Being considerate of the unintended consequences of technology was very much
something we were encouraged to think about.

Another class we took covered the ethical responsibilities of an engineer,
regulatory compliance, liability, disclosure, whistle-blowing and the like I
still recall vividly hearing during a lecture the story of American Engineer
William LeMessurier who was made aware of critical structural defect in a
building he had designed and then risked his career and professional
reputation to resolve the problem.

I'm a bit saddened to hear other people have these negative opinions about
engineering. A lot of us do take the moral and ethical implications of our
work quite seriously.

------
woodandsteel
A lot of why these tech leaders go wrong is due to a techno-utopianist
ideology which assumes that if bad is happening in the world it is always only
because people don't have the technology needed to do good. This in turn rests
on some very mistaken ideas about why humans behave in good or bad ways.

That is in turn due in part to the great influence Ayn Rand's crackpot ideas
have had on technologists.

The books Naughton recommends are much more realistic.

------
blakewatters
There is a fundamental disconnect here in the analysis and attribution of
malice and disregard for social duty.
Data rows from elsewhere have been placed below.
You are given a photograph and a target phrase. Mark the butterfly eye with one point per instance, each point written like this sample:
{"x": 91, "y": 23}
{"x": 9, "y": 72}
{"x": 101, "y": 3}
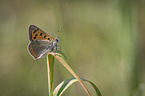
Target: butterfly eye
{"x": 45, "y": 36}
{"x": 57, "y": 40}
{"x": 40, "y": 34}
{"x": 34, "y": 31}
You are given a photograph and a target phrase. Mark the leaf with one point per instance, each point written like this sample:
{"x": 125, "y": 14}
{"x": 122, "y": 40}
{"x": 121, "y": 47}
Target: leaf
{"x": 61, "y": 88}
{"x": 50, "y": 69}
{"x": 61, "y": 57}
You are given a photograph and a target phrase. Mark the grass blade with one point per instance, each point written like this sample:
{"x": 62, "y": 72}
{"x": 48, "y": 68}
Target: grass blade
{"x": 61, "y": 88}
{"x": 61, "y": 57}
{"x": 50, "y": 69}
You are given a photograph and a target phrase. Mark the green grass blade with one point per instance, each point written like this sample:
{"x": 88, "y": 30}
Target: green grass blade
{"x": 61, "y": 57}
{"x": 61, "y": 88}
{"x": 50, "y": 66}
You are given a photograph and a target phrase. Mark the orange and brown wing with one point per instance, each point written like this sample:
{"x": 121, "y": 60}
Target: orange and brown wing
{"x": 36, "y": 33}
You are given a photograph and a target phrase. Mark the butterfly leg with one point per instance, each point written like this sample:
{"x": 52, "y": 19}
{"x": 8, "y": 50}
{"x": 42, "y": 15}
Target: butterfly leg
{"x": 58, "y": 47}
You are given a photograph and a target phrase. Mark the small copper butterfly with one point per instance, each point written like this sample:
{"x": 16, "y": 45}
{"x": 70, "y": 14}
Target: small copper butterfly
{"x": 40, "y": 42}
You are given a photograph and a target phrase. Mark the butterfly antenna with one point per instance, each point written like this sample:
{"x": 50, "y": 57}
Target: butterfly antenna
{"x": 58, "y": 31}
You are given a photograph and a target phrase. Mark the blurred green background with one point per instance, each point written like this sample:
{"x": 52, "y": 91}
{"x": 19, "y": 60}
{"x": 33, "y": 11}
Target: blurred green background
{"x": 104, "y": 41}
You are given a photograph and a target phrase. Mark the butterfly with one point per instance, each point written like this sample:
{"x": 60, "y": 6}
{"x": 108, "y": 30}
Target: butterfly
{"x": 41, "y": 43}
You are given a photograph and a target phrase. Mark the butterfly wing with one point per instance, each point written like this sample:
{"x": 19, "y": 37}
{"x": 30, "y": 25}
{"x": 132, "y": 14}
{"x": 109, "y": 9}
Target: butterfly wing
{"x": 38, "y": 48}
{"x": 36, "y": 33}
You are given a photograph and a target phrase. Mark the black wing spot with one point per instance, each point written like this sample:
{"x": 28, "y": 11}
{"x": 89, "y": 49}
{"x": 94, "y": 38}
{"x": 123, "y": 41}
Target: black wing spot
{"x": 34, "y": 31}
{"x": 41, "y": 34}
{"x": 37, "y": 29}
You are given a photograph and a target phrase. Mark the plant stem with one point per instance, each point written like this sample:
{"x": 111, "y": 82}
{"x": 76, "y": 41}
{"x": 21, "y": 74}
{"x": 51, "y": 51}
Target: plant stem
{"x": 50, "y": 70}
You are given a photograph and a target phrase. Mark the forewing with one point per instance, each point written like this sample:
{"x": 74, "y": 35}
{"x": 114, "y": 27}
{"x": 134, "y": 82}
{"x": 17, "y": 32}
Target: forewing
{"x": 36, "y": 33}
{"x": 38, "y": 48}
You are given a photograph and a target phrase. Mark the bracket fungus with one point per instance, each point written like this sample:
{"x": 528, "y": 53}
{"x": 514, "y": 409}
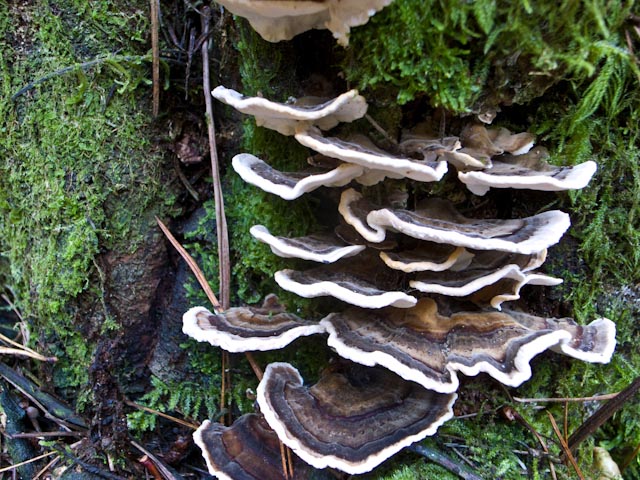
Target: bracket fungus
{"x": 425, "y": 346}
{"x": 437, "y": 221}
{"x": 286, "y": 117}
{"x": 522, "y": 173}
{"x": 361, "y": 151}
{"x": 343, "y": 285}
{"x": 243, "y": 329}
{"x": 354, "y": 418}
{"x": 277, "y": 20}
{"x": 317, "y": 248}
{"x": 290, "y": 186}
{"x": 247, "y": 450}
{"x": 401, "y": 269}
{"x": 428, "y": 256}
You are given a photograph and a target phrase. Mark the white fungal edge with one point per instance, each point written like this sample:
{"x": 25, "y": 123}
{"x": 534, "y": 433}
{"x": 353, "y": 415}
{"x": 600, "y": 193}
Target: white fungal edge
{"x": 607, "y": 330}
{"x": 528, "y": 279}
{"x": 556, "y": 340}
{"x": 459, "y": 256}
{"x": 282, "y": 249}
{"x": 235, "y": 343}
{"x": 555, "y": 223}
{"x": 198, "y": 440}
{"x": 258, "y": 106}
{"x": 403, "y": 166}
{"x": 511, "y": 271}
{"x": 480, "y": 182}
{"x": 508, "y": 271}
{"x": 373, "y": 234}
{"x": 319, "y": 461}
{"x": 327, "y": 288}
{"x": 344, "y": 14}
{"x": 338, "y": 177}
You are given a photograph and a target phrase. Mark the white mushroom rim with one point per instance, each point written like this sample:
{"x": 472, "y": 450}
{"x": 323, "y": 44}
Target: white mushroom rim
{"x": 557, "y": 341}
{"x": 284, "y": 118}
{"x": 281, "y": 247}
{"x": 332, "y": 289}
{"x": 237, "y": 343}
{"x": 370, "y": 157}
{"x": 289, "y": 187}
{"x": 554, "y": 180}
{"x": 321, "y": 461}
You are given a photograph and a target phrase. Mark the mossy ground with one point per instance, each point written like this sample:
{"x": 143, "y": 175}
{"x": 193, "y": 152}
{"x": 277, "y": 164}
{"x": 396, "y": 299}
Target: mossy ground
{"x": 565, "y": 72}
{"x": 78, "y": 178}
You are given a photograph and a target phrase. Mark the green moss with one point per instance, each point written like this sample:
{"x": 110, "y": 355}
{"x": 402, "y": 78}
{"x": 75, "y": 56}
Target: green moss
{"x": 77, "y": 177}
{"x": 262, "y": 69}
{"x": 457, "y": 54}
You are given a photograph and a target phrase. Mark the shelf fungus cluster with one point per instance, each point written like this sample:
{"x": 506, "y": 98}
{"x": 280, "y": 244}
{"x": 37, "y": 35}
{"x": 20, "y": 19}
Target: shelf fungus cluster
{"x": 425, "y": 293}
{"x": 277, "y": 20}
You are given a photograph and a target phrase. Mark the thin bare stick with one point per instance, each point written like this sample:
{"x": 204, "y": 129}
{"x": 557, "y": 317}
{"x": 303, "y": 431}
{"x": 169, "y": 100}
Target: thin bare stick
{"x": 26, "y": 462}
{"x": 221, "y": 220}
{"x": 283, "y": 458}
{"x": 254, "y": 365}
{"x": 381, "y": 130}
{"x": 630, "y": 458}
{"x": 594, "y": 398}
{"x": 155, "y": 57}
{"x": 193, "y": 266}
{"x": 602, "y": 415}
{"x": 161, "y": 414}
{"x": 290, "y": 462}
{"x": 223, "y": 385}
{"x": 47, "y": 434}
{"x": 565, "y": 447}
{"x": 47, "y": 467}
{"x": 156, "y": 462}
{"x": 512, "y": 414}
{"x": 13, "y": 307}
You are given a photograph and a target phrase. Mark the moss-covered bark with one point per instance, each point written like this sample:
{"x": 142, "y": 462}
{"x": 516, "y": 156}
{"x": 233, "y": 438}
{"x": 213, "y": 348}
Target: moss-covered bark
{"x": 85, "y": 169}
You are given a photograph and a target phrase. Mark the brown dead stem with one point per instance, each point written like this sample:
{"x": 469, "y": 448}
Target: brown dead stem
{"x": 601, "y": 415}
{"x": 565, "y": 446}
{"x": 179, "y": 421}
{"x": 221, "y": 220}
{"x": 512, "y": 414}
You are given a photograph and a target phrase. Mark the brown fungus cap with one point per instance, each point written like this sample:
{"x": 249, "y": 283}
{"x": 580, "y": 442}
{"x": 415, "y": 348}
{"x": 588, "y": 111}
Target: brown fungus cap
{"x": 247, "y": 450}
{"x": 354, "y": 418}
{"x": 290, "y": 186}
{"x": 286, "y": 117}
{"x": 529, "y": 171}
{"x": 277, "y": 20}
{"x": 362, "y": 152}
{"x": 423, "y": 345}
{"x": 437, "y": 221}
{"x": 243, "y": 329}
{"x": 317, "y": 248}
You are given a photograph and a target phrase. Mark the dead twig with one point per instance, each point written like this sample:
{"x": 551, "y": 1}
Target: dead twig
{"x": 221, "y": 221}
{"x": 565, "y": 447}
{"x": 603, "y": 414}
{"x": 512, "y": 414}
{"x": 154, "y": 465}
{"x": 193, "y": 266}
{"x": 593, "y": 398}
{"x": 444, "y": 461}
{"x": 47, "y": 434}
{"x": 62, "y": 415}
{"x": 26, "y": 462}
{"x": 179, "y": 421}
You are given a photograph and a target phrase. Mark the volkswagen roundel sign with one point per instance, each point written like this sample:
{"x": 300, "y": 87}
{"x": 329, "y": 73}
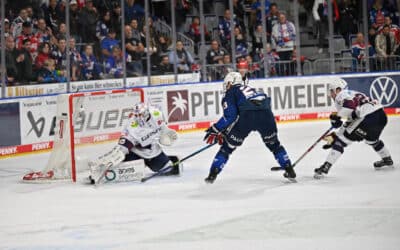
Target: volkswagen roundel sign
{"x": 384, "y": 89}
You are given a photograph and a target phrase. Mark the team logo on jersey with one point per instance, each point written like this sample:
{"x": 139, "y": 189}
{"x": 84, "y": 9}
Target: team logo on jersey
{"x": 384, "y": 89}
{"x": 134, "y": 124}
{"x": 178, "y": 109}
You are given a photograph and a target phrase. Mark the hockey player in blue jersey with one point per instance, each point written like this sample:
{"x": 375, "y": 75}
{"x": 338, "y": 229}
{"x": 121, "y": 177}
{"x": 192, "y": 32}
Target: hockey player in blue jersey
{"x": 245, "y": 110}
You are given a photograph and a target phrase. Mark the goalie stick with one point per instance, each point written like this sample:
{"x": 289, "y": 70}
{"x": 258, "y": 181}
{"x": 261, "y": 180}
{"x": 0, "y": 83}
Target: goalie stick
{"x": 307, "y": 151}
{"x": 174, "y": 164}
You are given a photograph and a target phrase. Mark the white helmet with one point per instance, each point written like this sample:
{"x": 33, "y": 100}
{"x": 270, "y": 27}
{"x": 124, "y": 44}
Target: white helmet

Building a product and company is a
messy affair. You have to earn your way into having a perspective and
responsibility to society. Engagement and virality and advertising revenue
built off digital addiction may have a dark side but you have to build the
business before the self reflection. This is the reality of capitalism: make
enough money that you can afford the luxury of guilt.

------
curtisblaine
> It never seems to have occurred to them that their advertising engines could
> also be used to deliver precisely targeted ideological and political
> messages to voters.

I still don't understand where the problem is, to be honest.

It's not that political parties didn't advertise their messages in a targeted
way before and, as long as both sides are able to target their potential
electors, it's normal political propaganda.

(or maybe the problem is "Trump won and we can't just accept that"?)